Lors du Mobile World Congress, Pedro Sánchez et le roi Felipe VI ont tous deux appelé au dialogue et demandé aux États-Unis et à Israël de respecter la "légalité internationale", tout en évitant d'exprimer leur soutien à l'"odieux" régime iranien.
Après que les États-Unis et Israël ont lancé une offensive sans précédent contre l'Iran au cours du week-end, l'Espagne a réitéré dimanche son appel à la désescalade au Moyen-Orient et à une solution diplomatique au conflit, dans des messages délivrés à l'unisson par Roi et le Premier ministre lors de l'ouverture du Mobile World Congress à Barcelone.

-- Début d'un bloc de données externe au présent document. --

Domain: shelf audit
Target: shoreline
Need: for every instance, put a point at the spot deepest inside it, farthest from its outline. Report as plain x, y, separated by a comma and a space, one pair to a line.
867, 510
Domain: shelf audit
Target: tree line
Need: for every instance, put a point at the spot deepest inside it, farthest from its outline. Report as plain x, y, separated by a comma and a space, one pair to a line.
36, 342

Felipe VI a mis en garde contre le "risque d'escalade régionale", ainsi que contre les "conséquences imprévisibles", et a appelé à "la plus grande modération dans l'utilisation de la force" pour éviter "une situation chaotique et une répression flagrante". Dans son discours, il a souligné la nécessité de "respecter la vie des civils et de rechercher une issue diplomatique à la logique actuelle de confrontation".
"À l'heure où nous parlons, le Moyen-Orient glisse à nouveau vers une situation critique, avec un risque évident d'escalade régionale et des conséquences imprévisibles", a déclaré le monarque, qui a appelé à "rétablir le dialogue dans le cadre d'une recherche honnête de la paix".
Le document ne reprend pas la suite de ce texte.